Wakil Ketua Mahkamah Konstitusi (MK) A. Mukthie Fadjar menerima kunjungan mahasiswa Fakultas Hukum Universitas Muhammadiyah Surakarta pada Kamis (7/5) di gedung MK, Jakarta. Kunjungan yang diikuti oleh kurang lebih 100 orang mahasiswa tersebut dilaksanakan sebagai bagian dari program studi konstitusi bagi para mahasiswa.
Pada kesempatan tersebut, Wakil Ketua MK A. Mukthie Fadjar menjelaskan kepada para mahasiswa mengenai hukum acara Mahkamah Konstitusi. Menurut Mukthie, hukum acara yang digunakan dalam persidangan MK secara umum dibedakan menjadi dua. Pertama, hukum acara umum yang berlaku dan digunakan dalam pemeriksaan permohonan perkara umum MK, seperti pengujian undang undang. Dan yang kedia adalah hukum acara khusus yang bersifat cepat dengan batas waktu yang ditentukan secara ketat. Hukum acara ini digunakan dalam pemeriksaan perkara perselisihan hasil pemilihan umum (PHPU).

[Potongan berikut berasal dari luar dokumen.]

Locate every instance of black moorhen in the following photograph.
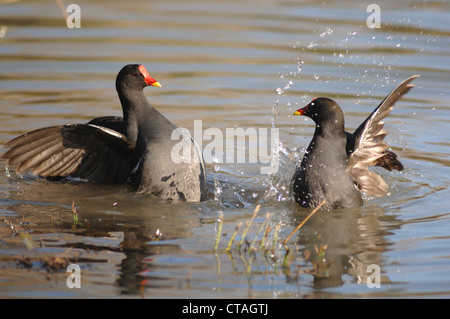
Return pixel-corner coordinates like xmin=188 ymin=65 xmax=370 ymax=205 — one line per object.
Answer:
xmin=291 ymin=75 xmax=418 ymax=210
xmin=2 ymin=64 xmax=206 ymax=202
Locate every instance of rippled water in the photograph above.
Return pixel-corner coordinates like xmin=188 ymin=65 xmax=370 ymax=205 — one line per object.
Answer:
xmin=0 ymin=0 xmax=450 ymax=298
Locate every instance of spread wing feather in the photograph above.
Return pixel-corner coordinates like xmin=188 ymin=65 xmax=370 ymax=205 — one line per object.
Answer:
xmin=347 ymin=75 xmax=419 ymax=196
xmin=2 ymin=123 xmax=137 ymax=183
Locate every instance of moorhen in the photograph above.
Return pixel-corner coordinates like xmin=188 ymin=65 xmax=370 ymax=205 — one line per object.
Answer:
xmin=291 ymin=75 xmax=418 ymax=210
xmin=1 ymin=64 xmax=206 ymax=202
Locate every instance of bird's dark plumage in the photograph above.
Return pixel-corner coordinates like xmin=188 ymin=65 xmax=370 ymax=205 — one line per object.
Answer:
xmin=292 ymin=75 xmax=418 ymax=210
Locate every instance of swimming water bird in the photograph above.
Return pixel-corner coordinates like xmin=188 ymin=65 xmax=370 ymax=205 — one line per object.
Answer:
xmin=1 ymin=64 xmax=206 ymax=202
xmin=291 ymin=75 xmax=418 ymax=210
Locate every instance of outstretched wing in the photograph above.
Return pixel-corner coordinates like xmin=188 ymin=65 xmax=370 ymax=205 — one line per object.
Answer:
xmin=2 ymin=124 xmax=137 ymax=183
xmin=347 ymin=75 xmax=419 ymax=196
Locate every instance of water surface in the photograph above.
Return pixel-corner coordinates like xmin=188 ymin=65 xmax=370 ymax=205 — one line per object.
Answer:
xmin=0 ymin=0 xmax=450 ymax=298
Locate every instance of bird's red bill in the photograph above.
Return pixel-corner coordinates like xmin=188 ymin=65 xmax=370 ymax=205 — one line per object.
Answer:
xmin=294 ymin=106 xmax=308 ymax=115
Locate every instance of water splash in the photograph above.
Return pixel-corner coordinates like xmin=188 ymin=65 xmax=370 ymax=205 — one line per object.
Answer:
xmin=213 ymin=157 xmax=222 ymax=204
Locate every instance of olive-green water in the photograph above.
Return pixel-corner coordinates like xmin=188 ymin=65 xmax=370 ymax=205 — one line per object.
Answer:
xmin=0 ymin=0 xmax=450 ymax=298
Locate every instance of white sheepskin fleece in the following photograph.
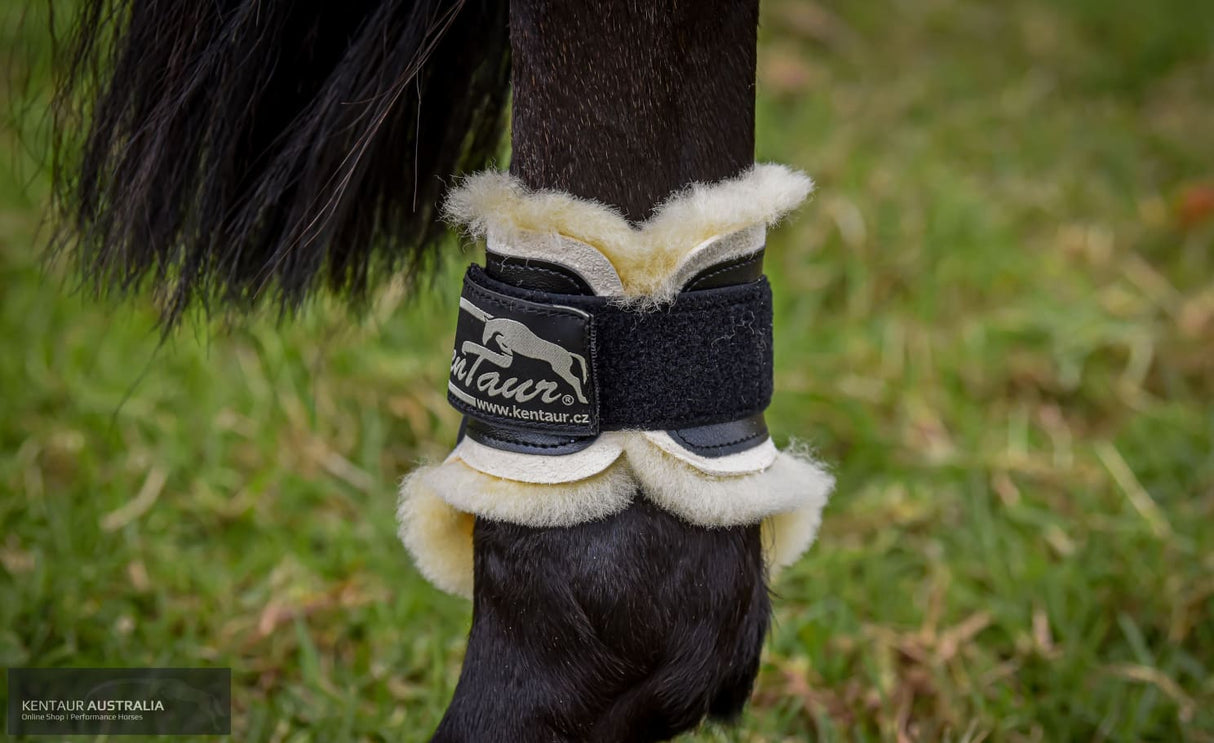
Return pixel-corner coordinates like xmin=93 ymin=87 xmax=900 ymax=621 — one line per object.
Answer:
xmin=443 ymin=164 xmax=813 ymax=301
xmin=397 ymin=432 xmax=834 ymax=597
xmin=398 ymin=165 xmax=834 ymax=596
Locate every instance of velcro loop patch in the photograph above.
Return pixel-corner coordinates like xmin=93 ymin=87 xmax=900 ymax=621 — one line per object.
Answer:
xmin=447 ymin=266 xmax=772 ymax=436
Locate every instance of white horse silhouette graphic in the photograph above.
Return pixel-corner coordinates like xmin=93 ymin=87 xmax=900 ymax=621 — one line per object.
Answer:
xmin=459 ymin=297 xmax=589 ymax=404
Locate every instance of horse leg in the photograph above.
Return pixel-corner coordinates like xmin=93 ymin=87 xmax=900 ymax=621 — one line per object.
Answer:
xmin=435 ymin=0 xmax=770 ymax=741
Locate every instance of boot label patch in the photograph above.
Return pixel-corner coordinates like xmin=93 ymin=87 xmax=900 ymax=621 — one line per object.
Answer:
xmin=447 ymin=282 xmax=599 ymax=436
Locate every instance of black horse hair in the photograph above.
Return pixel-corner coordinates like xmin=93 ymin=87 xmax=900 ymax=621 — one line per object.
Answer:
xmin=52 ymin=0 xmax=510 ymax=328
xmin=55 ymin=0 xmax=771 ymax=743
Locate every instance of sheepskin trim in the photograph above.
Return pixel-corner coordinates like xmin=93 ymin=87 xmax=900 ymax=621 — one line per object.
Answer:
xmin=761 ymin=452 xmax=834 ymax=570
xmin=443 ymin=164 xmax=813 ymax=300
xmin=420 ymin=451 xmax=636 ymax=527
xmin=396 ymin=466 xmax=476 ymax=599
xmin=397 ymin=436 xmax=834 ymax=599
xmin=624 ymin=437 xmax=834 ymax=529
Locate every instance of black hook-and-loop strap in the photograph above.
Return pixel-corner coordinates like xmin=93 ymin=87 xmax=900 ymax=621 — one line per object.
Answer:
xmin=447 ymin=266 xmax=772 ymax=436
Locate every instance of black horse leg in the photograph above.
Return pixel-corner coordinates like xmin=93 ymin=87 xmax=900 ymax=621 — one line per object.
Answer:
xmin=435 ymin=0 xmax=770 ymax=742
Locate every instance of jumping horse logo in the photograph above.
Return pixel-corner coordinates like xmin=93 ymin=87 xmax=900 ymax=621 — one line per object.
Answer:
xmin=459 ymin=297 xmax=589 ymax=404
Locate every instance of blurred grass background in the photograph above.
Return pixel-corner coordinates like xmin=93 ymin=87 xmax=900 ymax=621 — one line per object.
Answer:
xmin=0 ymin=0 xmax=1214 ymax=742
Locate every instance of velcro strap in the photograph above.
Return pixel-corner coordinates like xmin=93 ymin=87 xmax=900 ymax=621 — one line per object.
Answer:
xmin=447 ymin=266 xmax=772 ymax=436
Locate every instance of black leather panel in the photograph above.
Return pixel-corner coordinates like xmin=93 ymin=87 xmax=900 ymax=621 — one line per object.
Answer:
xmin=484 ymin=253 xmax=594 ymax=294
xmin=463 ymin=416 xmax=597 ymax=456
xmin=683 ymin=249 xmax=764 ymax=291
xmin=666 ymin=413 xmax=767 ymax=456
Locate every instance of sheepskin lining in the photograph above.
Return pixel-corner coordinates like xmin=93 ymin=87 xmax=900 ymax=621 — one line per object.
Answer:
xmin=398 ymin=164 xmax=834 ymax=597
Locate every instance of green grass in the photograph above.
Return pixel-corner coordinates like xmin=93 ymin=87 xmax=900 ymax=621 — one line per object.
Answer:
xmin=0 ymin=0 xmax=1214 ymax=741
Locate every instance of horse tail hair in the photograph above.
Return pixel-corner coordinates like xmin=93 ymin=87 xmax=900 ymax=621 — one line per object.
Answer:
xmin=51 ymin=0 xmax=510 ymax=329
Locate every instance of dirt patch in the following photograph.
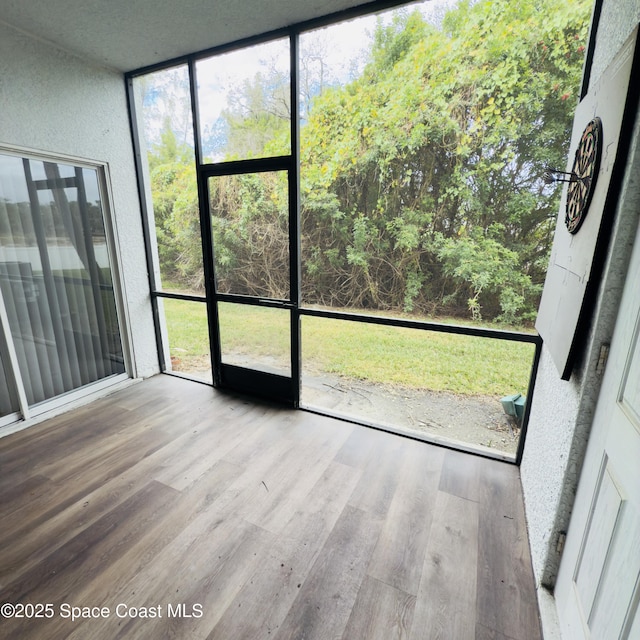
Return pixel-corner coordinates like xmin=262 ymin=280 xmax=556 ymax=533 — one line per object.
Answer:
xmin=172 ymin=354 xmax=520 ymax=456
xmin=302 ymin=375 xmax=520 ymax=455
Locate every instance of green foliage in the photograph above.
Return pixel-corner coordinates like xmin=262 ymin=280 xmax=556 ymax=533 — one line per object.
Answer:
xmin=145 ymin=0 xmax=590 ymax=322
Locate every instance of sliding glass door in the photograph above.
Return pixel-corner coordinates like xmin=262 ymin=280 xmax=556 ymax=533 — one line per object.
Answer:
xmin=0 ymin=154 xmax=125 ymax=414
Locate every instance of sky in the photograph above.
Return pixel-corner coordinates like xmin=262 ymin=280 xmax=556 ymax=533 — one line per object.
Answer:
xmin=140 ymin=0 xmax=458 ymax=160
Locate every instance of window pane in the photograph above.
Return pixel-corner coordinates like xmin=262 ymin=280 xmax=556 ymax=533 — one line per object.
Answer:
xmin=0 ymin=156 xmax=125 ymax=404
xmin=134 ymin=66 xmax=204 ymax=294
xmin=209 ymin=171 xmax=290 ymax=300
xmin=218 ymin=302 xmax=291 ymax=376
xmin=196 ymin=39 xmax=291 ymax=162
xmin=300 ymin=0 xmax=589 ymax=323
xmin=0 ymin=342 xmax=19 ymax=417
xmin=158 ymin=298 xmax=213 ymax=383
xmin=301 ymin=317 xmax=535 ymax=456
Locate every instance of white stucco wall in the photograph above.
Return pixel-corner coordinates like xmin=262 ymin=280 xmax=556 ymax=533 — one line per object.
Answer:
xmin=521 ymin=0 xmax=640 ymax=589
xmin=0 ymin=23 xmax=158 ymax=377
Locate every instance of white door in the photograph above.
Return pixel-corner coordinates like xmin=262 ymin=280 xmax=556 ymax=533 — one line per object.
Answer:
xmin=555 ymin=221 xmax=640 ymax=640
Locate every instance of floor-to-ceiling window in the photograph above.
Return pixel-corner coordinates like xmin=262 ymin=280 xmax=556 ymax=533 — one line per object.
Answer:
xmin=0 ymin=148 xmax=125 ymax=417
xmin=129 ymin=0 xmax=589 ymax=458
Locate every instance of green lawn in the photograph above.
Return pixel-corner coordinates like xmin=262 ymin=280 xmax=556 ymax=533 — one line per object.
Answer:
xmin=164 ymin=299 xmax=534 ymax=396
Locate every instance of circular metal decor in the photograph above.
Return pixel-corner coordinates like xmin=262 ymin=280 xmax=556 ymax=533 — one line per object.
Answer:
xmin=564 ymin=118 xmax=602 ymax=233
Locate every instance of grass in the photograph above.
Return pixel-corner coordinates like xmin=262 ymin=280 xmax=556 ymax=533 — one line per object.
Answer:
xmin=164 ymin=299 xmax=534 ymax=396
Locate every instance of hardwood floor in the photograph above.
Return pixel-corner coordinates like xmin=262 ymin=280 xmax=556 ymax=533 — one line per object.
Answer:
xmin=0 ymin=376 xmax=541 ymax=640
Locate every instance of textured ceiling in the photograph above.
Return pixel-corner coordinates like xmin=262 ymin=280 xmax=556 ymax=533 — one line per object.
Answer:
xmin=0 ymin=0 xmax=376 ymax=71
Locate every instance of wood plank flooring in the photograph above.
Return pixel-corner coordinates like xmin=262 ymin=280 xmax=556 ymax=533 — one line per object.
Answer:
xmin=0 ymin=376 xmax=541 ymax=640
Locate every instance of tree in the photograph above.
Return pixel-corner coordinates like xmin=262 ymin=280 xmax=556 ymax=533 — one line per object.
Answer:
xmin=302 ymin=0 xmax=589 ymax=321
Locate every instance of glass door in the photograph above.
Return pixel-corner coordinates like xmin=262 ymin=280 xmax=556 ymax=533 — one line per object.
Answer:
xmin=207 ymin=165 xmax=298 ymax=405
xmin=0 ymin=154 xmax=125 ymax=424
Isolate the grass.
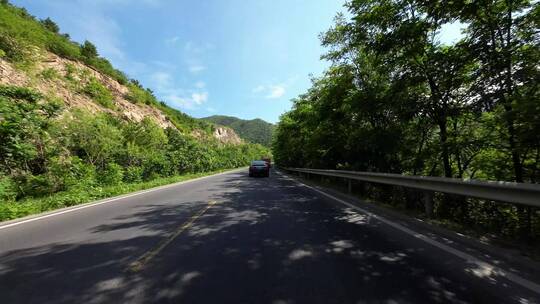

Terkait penyelesaian perkara PHPU calon anggota DPR, DPD, dan DPRD di Mahkamah konstitusi, Mukthie menambahkan bahwa semua perkara yang dimohonkan harus diselesaikan selambat-lambatnya dalam waktu 30 hari kerja. “Batas waktu ini terhitung sejak ditetapkannya rekapitulasi hasil penghitungan suara oleh Komisi Pemilihan Umum (KPU),” katanya.
Untuk menyelesaikan perkara PHPU yang jumlahnya mencapai ribuan, lanjut Mukthie, MK akan membentuk tiga panel hakim yang masing-masing terdiri atas tiga orang hakim konstitusi. “Setiap satu sidang panel terdapat tiga hakim konstitusi. Jadi, MK juga siap dengan tiga ruang sidang untuk melakukan panel hakim. Dan dalam sidang tersebut akan memerikasa bukti dan kesaksian. Setalah itu baru dilakukan sidang pleno (untuk pengucapan Putusan-red),” ujarnya.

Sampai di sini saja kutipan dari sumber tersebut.